NVLink Switch Is Not NVLink: The Scale-Up Fabric Architecture Nobody Fully Explains
Everyone knows NVLink connects GPUs fast. Almost nobody understands what NVLink Switch actually is, how it differs architecturally from NVLink itself, why it changes the failure domain and the topology simultaneously, and what GB300 NVL72's all-to-all non-blocking fabric means at the physics level.
- 1.8 TB/s bidirectional per-GPU bandwidth across NVLink Switch fabric in GB300 NVL72
- 130 TB/s total aggregate bisection bandwidth in a fully loaded NVL72 tray — non-blocking
- 2 hops maximum between any two GPUs in a 72-GPU NVL switch domain
- 5.6× more bandwidth than PCIe Gen5 x16 for GPU-to-GPU transfers within the same domain
- NVLink Switch runs the NVLink protocol over dedicated switching silicon — it is not the same chip as the GPU's NVLink ports
- The NVLink naming confusion and why it matters
- What NVLink actually is at the port level
- The NVLink Switch chip: a dedicated switching ASIC
- How NVL72 builds a non-blocking all-to-all fabric from switch ASICs
- The bandwidth math: where 1.8 TB/s comes from
- NVLink Switch vs. InfiniBand for scale-up: not the same problem
- Failure domains and what non-blocking means under fault
- NCCL over NVLink Switch: how the software layer sees the fabric
- The scale-up / scale-out boundary: where NVLink ends and the problem begins
- What NVLink Switch teaches us about the future of AI interconnect
1. The NVLink naming confusion and why it matters
NVIDIA uses the word "NVLink" to describe three different things: the point-to-point serial link protocol between GPU chips, the NVLink Switch ASIC that forwards NVLink protocol frames between multiple GPUs, and the NVLink Switch System that comprises the full rack-scale fabric built from those ASICs. These are architecturally distinct components. Conflating them produces incorrect mental models of how the fabric actually behaves.

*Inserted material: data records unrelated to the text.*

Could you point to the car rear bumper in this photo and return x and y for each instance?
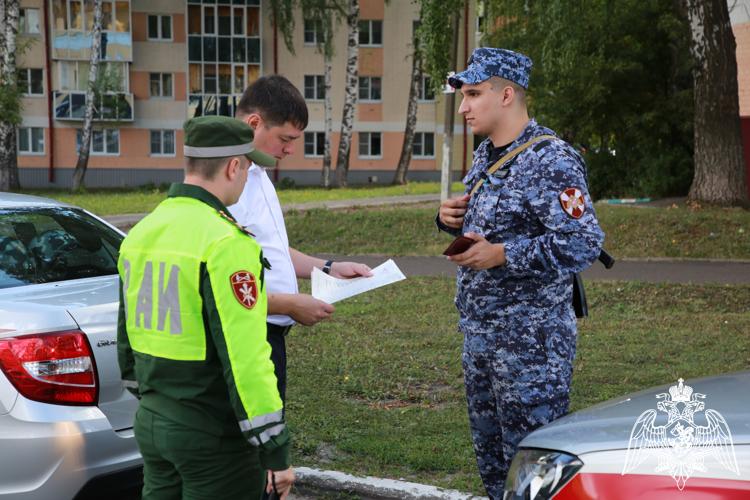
(51, 451)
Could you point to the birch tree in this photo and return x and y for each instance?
(10, 97)
(91, 94)
(326, 14)
(411, 114)
(438, 33)
(350, 98)
(719, 167)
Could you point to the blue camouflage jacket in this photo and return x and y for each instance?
(541, 210)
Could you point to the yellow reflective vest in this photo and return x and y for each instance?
(192, 325)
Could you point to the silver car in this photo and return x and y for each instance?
(66, 423)
(688, 440)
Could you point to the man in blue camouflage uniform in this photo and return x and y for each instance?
(533, 226)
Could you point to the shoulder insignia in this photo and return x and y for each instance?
(235, 223)
(572, 202)
(245, 288)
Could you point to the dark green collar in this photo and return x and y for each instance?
(197, 192)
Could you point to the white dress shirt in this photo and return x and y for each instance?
(259, 210)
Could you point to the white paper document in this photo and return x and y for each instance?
(330, 289)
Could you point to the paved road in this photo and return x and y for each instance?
(651, 270)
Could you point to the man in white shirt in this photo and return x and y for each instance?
(276, 111)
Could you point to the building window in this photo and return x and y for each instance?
(74, 75)
(313, 33)
(424, 145)
(159, 27)
(224, 54)
(314, 143)
(160, 84)
(162, 143)
(31, 140)
(369, 145)
(28, 22)
(369, 88)
(371, 33)
(103, 142)
(30, 81)
(315, 87)
(426, 92)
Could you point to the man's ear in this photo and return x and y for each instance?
(254, 120)
(233, 168)
(508, 94)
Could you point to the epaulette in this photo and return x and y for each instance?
(235, 223)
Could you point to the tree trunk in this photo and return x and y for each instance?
(9, 10)
(328, 119)
(450, 113)
(350, 100)
(411, 118)
(719, 167)
(83, 154)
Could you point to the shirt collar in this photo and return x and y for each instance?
(197, 192)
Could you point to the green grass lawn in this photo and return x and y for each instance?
(678, 232)
(134, 201)
(714, 233)
(378, 390)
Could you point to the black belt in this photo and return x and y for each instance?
(278, 329)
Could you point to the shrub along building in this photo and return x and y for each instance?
(169, 60)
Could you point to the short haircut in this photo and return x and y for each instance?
(498, 84)
(206, 167)
(276, 100)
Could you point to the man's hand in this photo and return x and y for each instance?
(283, 480)
(348, 270)
(481, 255)
(308, 310)
(452, 211)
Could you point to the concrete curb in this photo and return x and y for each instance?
(373, 487)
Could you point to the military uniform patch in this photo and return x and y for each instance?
(572, 202)
(245, 288)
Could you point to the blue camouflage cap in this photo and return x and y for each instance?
(486, 62)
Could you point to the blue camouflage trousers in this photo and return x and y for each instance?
(517, 379)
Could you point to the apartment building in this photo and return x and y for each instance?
(739, 14)
(167, 60)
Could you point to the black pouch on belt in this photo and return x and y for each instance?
(580, 306)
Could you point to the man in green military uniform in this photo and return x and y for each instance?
(192, 333)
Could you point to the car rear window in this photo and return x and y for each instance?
(54, 244)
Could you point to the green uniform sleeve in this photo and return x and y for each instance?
(124, 351)
(236, 309)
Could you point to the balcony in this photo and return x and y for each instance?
(112, 106)
(76, 46)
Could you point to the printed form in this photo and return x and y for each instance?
(330, 289)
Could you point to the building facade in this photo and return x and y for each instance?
(739, 14)
(164, 61)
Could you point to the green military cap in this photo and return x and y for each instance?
(221, 137)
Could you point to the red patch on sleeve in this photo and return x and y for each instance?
(572, 202)
(245, 288)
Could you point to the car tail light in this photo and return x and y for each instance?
(55, 368)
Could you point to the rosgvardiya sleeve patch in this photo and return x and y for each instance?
(245, 288)
(573, 202)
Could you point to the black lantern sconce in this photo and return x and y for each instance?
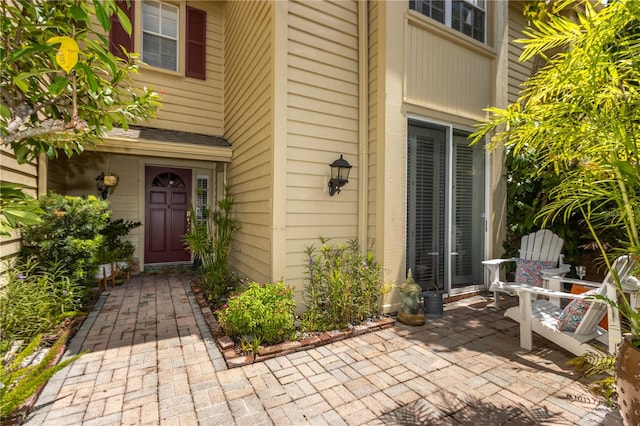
(339, 175)
(105, 184)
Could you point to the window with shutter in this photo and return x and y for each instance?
(466, 16)
(160, 35)
(118, 37)
(196, 43)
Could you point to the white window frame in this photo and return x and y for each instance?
(203, 197)
(162, 6)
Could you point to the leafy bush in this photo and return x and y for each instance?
(35, 299)
(114, 249)
(343, 286)
(264, 311)
(69, 234)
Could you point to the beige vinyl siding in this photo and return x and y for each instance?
(23, 174)
(322, 123)
(249, 129)
(189, 104)
(518, 71)
(374, 125)
(445, 72)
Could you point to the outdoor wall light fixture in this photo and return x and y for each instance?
(339, 174)
(105, 184)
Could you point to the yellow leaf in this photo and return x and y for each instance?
(67, 56)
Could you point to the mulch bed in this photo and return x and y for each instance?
(235, 358)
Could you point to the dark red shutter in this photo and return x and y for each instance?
(196, 43)
(117, 35)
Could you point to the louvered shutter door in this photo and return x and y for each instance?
(463, 208)
(117, 35)
(196, 43)
(426, 210)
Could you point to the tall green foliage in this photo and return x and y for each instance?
(580, 114)
(35, 299)
(264, 311)
(343, 286)
(46, 109)
(210, 242)
(69, 234)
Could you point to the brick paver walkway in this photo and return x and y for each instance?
(151, 360)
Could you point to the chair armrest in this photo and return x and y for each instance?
(571, 280)
(560, 271)
(493, 265)
(553, 293)
(498, 261)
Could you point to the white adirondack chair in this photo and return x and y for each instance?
(540, 246)
(541, 315)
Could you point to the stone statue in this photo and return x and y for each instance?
(410, 309)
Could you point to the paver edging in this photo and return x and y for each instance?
(234, 359)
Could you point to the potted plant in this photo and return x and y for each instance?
(580, 114)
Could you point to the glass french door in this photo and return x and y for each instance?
(445, 208)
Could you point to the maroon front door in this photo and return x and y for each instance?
(168, 197)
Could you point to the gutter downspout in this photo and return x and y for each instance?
(363, 124)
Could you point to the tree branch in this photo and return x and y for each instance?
(47, 127)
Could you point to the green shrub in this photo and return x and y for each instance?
(264, 311)
(35, 299)
(69, 234)
(343, 286)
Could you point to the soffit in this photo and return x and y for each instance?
(153, 142)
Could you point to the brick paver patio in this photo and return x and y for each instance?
(151, 360)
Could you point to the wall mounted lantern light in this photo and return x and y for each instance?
(105, 184)
(339, 174)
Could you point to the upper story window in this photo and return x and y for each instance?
(162, 34)
(466, 16)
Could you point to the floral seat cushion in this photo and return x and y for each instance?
(529, 271)
(573, 313)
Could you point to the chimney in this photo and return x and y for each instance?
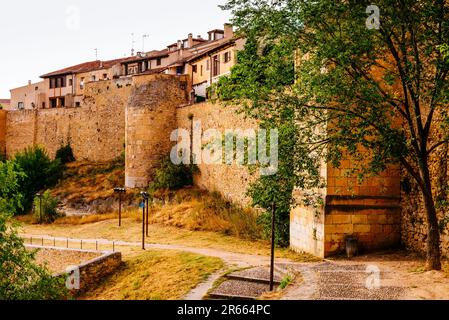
(229, 31)
(190, 41)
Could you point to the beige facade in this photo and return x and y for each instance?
(5, 104)
(29, 97)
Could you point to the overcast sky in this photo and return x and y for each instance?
(37, 37)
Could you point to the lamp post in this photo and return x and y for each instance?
(120, 192)
(40, 195)
(145, 197)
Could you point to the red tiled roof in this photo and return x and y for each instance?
(85, 67)
(208, 50)
(149, 55)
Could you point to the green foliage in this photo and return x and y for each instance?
(11, 198)
(286, 282)
(40, 173)
(65, 154)
(352, 85)
(172, 177)
(21, 278)
(49, 205)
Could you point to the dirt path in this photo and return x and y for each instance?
(388, 276)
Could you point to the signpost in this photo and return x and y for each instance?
(145, 197)
(40, 195)
(120, 191)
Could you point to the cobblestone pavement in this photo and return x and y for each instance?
(332, 281)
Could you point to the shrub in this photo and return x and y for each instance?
(49, 206)
(65, 154)
(171, 176)
(21, 278)
(11, 199)
(40, 173)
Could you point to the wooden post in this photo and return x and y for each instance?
(273, 243)
(120, 210)
(148, 216)
(143, 224)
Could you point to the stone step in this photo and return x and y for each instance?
(257, 275)
(238, 289)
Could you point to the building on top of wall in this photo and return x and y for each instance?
(65, 88)
(5, 104)
(204, 60)
(31, 96)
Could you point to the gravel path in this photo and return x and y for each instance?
(57, 261)
(322, 281)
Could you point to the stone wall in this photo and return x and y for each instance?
(95, 271)
(2, 133)
(96, 130)
(369, 210)
(150, 120)
(231, 181)
(414, 220)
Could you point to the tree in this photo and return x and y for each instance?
(370, 87)
(40, 173)
(21, 278)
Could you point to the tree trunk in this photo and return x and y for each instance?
(433, 230)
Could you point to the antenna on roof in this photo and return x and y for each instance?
(143, 41)
(132, 44)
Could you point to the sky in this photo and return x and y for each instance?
(37, 37)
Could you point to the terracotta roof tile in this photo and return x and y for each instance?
(85, 67)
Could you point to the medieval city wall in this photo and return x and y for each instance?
(96, 130)
(2, 133)
(414, 219)
(150, 120)
(232, 181)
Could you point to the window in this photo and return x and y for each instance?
(227, 57)
(216, 65)
(53, 103)
(59, 82)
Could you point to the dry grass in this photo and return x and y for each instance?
(85, 182)
(161, 234)
(197, 210)
(156, 275)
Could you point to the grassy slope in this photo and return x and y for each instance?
(156, 275)
(131, 232)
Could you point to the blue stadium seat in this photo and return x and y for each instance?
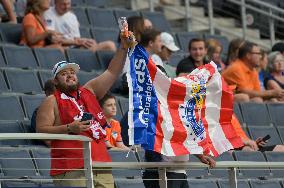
(82, 17)
(222, 173)
(255, 114)
(275, 157)
(276, 113)
(102, 18)
(31, 102)
(13, 109)
(87, 59)
(16, 78)
(12, 127)
(104, 58)
(3, 84)
(256, 132)
(11, 33)
(103, 34)
(184, 38)
(48, 57)
(202, 183)
(265, 184)
(252, 156)
(20, 167)
(19, 56)
(196, 173)
(158, 19)
(240, 183)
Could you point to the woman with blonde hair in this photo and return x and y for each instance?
(34, 32)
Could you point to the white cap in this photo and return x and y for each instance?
(64, 65)
(168, 41)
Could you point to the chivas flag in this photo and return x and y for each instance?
(185, 115)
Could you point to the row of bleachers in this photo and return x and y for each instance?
(255, 114)
(20, 108)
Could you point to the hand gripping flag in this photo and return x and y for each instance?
(185, 115)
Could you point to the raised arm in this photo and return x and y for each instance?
(103, 83)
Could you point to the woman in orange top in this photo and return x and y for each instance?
(35, 33)
(113, 132)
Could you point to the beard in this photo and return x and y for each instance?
(67, 89)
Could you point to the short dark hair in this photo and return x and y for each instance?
(106, 97)
(245, 48)
(149, 35)
(195, 40)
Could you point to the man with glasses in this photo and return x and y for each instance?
(242, 75)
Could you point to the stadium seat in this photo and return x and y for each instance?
(31, 102)
(129, 183)
(104, 58)
(86, 76)
(256, 132)
(42, 160)
(122, 156)
(184, 38)
(11, 33)
(87, 59)
(125, 13)
(196, 173)
(82, 17)
(158, 19)
(3, 84)
(19, 56)
(222, 173)
(102, 18)
(23, 81)
(202, 183)
(85, 32)
(276, 113)
(275, 157)
(238, 113)
(48, 57)
(17, 163)
(13, 109)
(265, 183)
(255, 114)
(12, 127)
(240, 183)
(252, 156)
(103, 34)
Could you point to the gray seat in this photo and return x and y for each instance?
(48, 57)
(255, 114)
(19, 56)
(23, 81)
(13, 109)
(31, 102)
(102, 18)
(85, 58)
(252, 156)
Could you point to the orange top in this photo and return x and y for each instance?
(239, 74)
(113, 133)
(237, 126)
(31, 21)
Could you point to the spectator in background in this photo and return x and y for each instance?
(113, 132)
(35, 33)
(233, 50)
(49, 88)
(242, 74)
(8, 7)
(197, 50)
(60, 18)
(278, 47)
(162, 58)
(214, 50)
(275, 80)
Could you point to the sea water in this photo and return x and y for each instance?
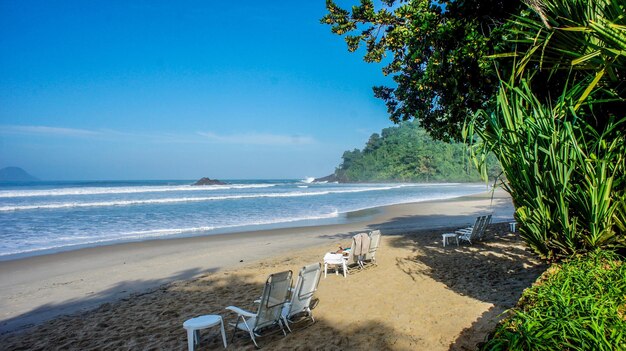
(43, 217)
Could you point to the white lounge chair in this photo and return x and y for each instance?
(269, 313)
(482, 223)
(474, 233)
(302, 293)
(478, 222)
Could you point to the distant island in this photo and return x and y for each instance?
(208, 181)
(16, 174)
(406, 153)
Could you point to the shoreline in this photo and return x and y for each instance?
(39, 288)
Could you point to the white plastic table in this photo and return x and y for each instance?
(446, 238)
(337, 260)
(193, 325)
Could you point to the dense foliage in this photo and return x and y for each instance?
(438, 53)
(407, 153)
(564, 153)
(580, 305)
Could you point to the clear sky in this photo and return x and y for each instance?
(179, 90)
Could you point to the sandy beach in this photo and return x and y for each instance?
(137, 295)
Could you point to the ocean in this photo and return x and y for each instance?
(44, 217)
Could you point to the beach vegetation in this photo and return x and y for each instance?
(435, 51)
(564, 152)
(539, 85)
(406, 153)
(576, 305)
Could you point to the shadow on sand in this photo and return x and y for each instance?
(501, 269)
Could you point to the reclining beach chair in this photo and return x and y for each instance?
(482, 223)
(478, 222)
(269, 313)
(302, 293)
(374, 243)
(473, 233)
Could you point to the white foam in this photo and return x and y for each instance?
(74, 204)
(68, 242)
(124, 190)
(308, 180)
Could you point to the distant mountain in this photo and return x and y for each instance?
(15, 174)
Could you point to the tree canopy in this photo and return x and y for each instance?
(438, 55)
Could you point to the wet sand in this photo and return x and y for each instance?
(420, 295)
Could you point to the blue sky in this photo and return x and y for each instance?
(179, 90)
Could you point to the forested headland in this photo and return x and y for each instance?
(406, 153)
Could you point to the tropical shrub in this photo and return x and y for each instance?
(579, 305)
(559, 130)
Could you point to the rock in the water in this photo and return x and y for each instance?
(16, 174)
(209, 181)
(328, 179)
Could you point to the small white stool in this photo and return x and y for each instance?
(446, 238)
(337, 260)
(193, 326)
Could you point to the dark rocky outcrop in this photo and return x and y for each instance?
(209, 181)
(16, 174)
(328, 179)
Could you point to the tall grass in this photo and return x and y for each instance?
(559, 129)
(565, 178)
(580, 305)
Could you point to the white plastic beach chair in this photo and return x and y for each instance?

The confusion has real consequences. Engineers who think of NVLink as "the fast wire between two GPUs" misunderstand the latency profile of the switch domain (there are forwarding hops with non-zero latency). Engineers who think NVLink Switch is "just a bigger crossbar" misunderstand the failure mode taxonomy (switch ASIC failure vs. link failure vs. GPU failure produce different blast radii). Engineers who think the NVLink domain is "basically one big GPU" misunderstand the software model (NCCL still needs topology hints to generate optimal collective communication plans).
The framing this essay uses: NVLink is a protocol and physical link standard. NVLink Switch is a dedicated forwarding ASIC that implements that protocol in a switching context. NVLink Switch System (NVL72) is a topology built from those ASICs. Each level has distinct engineering tradeoffs and failure modes. Understanding all three is required to reason correctly about scale-up fabric design.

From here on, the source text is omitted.